The project demonstrated that optimising foundation geometry, specifically through the introduction of chamfered pad designs, provides a reliable means of increasing uplift capacity. Both numerical modelling and centrifuge testing showed that chamfer angles above approximately 20–30° shift the failure surface to a deeper origin, increasing mobilised soil mass and shear resistance and delivering uplift capacity improvements of up to ~40% in some granular soil conditions at serviceability displacements.  
 
The geometry optimisation work also quantified material efficiency benefits. A 30° chamfered pad was shown to reduce concrete volume by approximately 18%, increasing to ~35% at 50°, compared with a conventional flat pad of equivalent plan dimensions. This directly supports reductions in embodied carbon and CO₂ emissions while maintaining or improving uplift performance.  
 
The project rigorously assessed the use of geogrids and ground‑improvement solutions as potential means of increasing the uplift capacity of existing foundations. Centrifuge testing and numerical modelling showed that, at serviceability‑relevant displacements (~25 mm), geogrid inclusion does not provide a consistent or reliable uplift capacity improvement, with observed changes ranging from modest increases to reductions. This outcome provides clear, evidence‑based guidance on where such solutions are not appropriate, avoiding unnecessary cost and complexity.  
 
 
Performance improvement attributable to the Project: 
The project demonstrated that foundation geometry optimisation can deliver uplift capacity improvements without increasing foundation size or depth, while simultaneously reducing material use. 
It provided a validated basis for less conservative reassessment of existing foundations in granular soils using the Giampa (2019) approach, potentially avoiding unnecessary foundation strengthening. 
It reduced uncertainty around retrofit solutions by clearly identifying approaches that do not deliver reliable benefit under operational conditions. 
 
 
Technology Readiness Level (TRL): 
The validated design methodologies for chamfered pad foundations and Giampa‑based uplift assessment have progressed from TRL 2 to TRL 4 through combined centrifuge testing 3D numerical modelling and large-scale laboratory testing.  
 
 
Opportunities to develop the learning further: 
See section 10 for opportunities to develop the learning further.  
 
Detailed deliverable progress reports from University of Dundee and University of Bristol are available upon request.

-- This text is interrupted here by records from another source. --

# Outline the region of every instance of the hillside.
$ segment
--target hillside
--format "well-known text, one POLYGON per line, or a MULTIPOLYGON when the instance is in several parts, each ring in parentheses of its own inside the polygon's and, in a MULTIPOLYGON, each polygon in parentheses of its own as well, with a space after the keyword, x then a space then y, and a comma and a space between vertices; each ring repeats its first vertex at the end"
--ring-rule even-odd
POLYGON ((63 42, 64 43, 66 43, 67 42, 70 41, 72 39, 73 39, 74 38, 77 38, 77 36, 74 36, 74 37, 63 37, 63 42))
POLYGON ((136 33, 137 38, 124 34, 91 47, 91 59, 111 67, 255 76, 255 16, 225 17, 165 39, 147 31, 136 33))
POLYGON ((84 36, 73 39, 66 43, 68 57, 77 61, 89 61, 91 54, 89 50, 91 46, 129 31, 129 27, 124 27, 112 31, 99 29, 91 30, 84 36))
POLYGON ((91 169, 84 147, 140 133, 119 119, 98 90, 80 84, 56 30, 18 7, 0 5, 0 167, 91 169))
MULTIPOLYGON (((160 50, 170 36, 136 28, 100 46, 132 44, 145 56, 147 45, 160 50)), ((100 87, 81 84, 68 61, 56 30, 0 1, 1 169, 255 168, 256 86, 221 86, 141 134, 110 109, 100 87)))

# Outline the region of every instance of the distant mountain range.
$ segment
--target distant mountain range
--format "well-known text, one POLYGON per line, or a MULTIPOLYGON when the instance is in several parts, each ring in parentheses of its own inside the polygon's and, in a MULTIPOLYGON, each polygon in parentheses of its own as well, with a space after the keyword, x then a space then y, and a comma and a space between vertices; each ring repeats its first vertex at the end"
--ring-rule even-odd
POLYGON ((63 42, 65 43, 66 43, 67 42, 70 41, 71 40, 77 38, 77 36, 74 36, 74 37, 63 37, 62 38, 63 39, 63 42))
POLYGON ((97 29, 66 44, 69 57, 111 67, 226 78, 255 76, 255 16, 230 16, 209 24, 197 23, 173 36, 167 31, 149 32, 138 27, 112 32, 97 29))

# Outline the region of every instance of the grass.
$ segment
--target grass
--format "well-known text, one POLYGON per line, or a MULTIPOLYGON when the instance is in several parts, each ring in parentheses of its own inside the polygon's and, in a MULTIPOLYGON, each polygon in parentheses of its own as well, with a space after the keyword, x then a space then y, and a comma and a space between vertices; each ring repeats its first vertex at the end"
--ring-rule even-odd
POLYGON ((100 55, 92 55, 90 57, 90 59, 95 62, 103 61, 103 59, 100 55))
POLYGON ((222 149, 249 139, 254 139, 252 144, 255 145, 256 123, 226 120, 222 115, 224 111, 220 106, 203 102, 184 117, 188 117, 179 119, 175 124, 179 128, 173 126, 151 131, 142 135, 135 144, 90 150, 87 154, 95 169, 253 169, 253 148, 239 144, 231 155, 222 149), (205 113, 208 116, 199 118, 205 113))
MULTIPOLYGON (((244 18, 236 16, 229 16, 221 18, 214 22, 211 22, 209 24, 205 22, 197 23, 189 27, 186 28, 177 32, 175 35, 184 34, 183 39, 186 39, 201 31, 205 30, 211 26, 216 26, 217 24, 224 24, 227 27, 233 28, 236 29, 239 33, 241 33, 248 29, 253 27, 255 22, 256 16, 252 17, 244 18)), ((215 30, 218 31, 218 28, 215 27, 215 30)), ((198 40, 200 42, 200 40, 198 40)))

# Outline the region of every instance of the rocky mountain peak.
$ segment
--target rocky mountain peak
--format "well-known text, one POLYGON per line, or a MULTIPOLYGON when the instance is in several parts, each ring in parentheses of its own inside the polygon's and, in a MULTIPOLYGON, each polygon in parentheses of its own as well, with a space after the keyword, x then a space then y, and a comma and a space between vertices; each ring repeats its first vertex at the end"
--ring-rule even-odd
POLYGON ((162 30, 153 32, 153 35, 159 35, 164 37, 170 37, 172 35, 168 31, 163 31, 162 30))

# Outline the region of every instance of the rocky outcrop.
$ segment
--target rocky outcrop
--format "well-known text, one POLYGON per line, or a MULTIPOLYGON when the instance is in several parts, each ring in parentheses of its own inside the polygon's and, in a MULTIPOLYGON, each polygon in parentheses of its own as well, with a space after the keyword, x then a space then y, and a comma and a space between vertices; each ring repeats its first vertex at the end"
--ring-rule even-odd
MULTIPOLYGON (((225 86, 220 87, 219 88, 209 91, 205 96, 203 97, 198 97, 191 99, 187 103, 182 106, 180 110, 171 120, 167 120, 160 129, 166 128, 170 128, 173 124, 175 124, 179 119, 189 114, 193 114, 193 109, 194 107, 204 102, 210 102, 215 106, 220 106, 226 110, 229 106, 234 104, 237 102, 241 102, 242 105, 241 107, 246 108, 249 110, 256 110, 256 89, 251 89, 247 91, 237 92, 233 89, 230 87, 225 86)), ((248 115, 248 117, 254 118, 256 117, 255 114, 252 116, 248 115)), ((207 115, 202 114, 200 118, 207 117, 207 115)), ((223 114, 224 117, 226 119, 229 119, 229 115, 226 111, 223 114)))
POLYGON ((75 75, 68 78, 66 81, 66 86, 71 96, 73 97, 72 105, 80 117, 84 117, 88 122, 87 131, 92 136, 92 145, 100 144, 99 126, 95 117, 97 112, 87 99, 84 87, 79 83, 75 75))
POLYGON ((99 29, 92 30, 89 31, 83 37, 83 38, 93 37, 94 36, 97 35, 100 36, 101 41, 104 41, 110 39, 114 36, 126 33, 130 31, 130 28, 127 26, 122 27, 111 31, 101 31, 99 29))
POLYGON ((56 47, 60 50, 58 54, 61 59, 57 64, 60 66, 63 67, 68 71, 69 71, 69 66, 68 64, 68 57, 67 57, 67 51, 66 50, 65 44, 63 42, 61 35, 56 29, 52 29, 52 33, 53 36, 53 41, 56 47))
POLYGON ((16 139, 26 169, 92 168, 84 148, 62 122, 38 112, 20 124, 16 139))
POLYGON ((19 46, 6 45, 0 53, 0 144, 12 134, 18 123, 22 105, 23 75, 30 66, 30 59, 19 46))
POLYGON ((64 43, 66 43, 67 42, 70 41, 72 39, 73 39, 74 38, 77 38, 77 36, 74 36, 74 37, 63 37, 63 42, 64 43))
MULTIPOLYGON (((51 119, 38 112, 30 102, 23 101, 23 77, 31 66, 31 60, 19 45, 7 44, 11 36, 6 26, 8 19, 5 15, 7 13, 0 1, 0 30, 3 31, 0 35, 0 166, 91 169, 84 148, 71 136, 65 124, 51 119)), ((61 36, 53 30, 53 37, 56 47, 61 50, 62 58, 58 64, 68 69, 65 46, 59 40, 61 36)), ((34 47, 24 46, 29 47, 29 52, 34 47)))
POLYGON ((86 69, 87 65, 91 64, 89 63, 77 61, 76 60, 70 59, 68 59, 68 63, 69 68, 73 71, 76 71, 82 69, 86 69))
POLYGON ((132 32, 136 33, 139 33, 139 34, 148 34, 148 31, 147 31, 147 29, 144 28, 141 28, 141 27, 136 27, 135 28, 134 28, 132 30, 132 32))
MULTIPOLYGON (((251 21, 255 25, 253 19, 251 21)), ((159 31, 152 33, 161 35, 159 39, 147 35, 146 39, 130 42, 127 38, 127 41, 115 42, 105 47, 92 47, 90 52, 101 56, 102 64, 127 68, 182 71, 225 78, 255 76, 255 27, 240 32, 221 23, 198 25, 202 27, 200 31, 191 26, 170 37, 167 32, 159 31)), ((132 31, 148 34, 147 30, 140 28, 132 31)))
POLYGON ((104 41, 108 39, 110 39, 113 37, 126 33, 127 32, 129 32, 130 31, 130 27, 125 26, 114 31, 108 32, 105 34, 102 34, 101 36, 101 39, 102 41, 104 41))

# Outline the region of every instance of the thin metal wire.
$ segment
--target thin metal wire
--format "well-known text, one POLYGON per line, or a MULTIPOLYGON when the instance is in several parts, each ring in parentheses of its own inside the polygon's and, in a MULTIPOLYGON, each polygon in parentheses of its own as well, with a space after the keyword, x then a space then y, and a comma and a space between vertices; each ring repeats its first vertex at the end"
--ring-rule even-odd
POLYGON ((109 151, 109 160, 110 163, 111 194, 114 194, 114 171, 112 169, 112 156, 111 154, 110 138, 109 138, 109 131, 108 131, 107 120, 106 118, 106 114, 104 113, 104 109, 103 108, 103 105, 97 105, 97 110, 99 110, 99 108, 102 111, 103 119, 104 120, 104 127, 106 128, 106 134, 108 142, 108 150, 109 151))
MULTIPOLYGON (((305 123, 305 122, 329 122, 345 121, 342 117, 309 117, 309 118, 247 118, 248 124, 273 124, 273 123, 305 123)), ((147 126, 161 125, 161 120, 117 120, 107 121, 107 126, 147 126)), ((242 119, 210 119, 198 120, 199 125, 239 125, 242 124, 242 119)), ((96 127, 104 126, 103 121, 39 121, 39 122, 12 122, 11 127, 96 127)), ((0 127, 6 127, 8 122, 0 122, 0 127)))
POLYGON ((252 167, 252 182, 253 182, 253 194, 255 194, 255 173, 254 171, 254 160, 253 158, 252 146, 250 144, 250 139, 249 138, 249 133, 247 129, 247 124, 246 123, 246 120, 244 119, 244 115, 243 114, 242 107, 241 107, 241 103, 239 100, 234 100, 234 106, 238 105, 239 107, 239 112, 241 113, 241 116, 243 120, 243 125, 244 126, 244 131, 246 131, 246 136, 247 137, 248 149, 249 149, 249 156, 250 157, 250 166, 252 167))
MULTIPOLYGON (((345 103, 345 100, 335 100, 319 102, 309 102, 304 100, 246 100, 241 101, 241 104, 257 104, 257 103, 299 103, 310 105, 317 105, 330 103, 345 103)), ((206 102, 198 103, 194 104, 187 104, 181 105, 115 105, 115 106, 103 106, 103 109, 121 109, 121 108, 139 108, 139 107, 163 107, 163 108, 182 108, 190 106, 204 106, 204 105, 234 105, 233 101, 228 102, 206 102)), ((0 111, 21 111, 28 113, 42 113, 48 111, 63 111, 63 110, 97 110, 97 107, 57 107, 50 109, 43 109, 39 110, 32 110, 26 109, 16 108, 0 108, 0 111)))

Significant new learning from the project has been delivered and published in technical journal papers and presented at industry conferences.

Lessons Learnt

Integrated physical and numerical modelling is essential: 
Combining centrifuge testing with 3D finite element analysis proved critical to understanding uplift behaviour and validating design approaches. Neither method alone would have provided sufficient confidence in failure mechanisms or capacity assessment. 
 
Geometry optimisation is more effective than additive solutions: 
Optimising foundation geometry (e.g. chamfered pads) delivered more reliable and predictable uplift capacity improvements than retrofit solutions such as geogrids or ground improvement, while also reducing material use and carbon impact. 
 
Evidence‑based challenge of assumptions adds value: 
The project benefited from testing both positive and negative hypotheses. Demonstrating where solutions do not provide benefit is as valuable as identifying effective innovations, helping avoid unnecessary cost and complexity in future projects.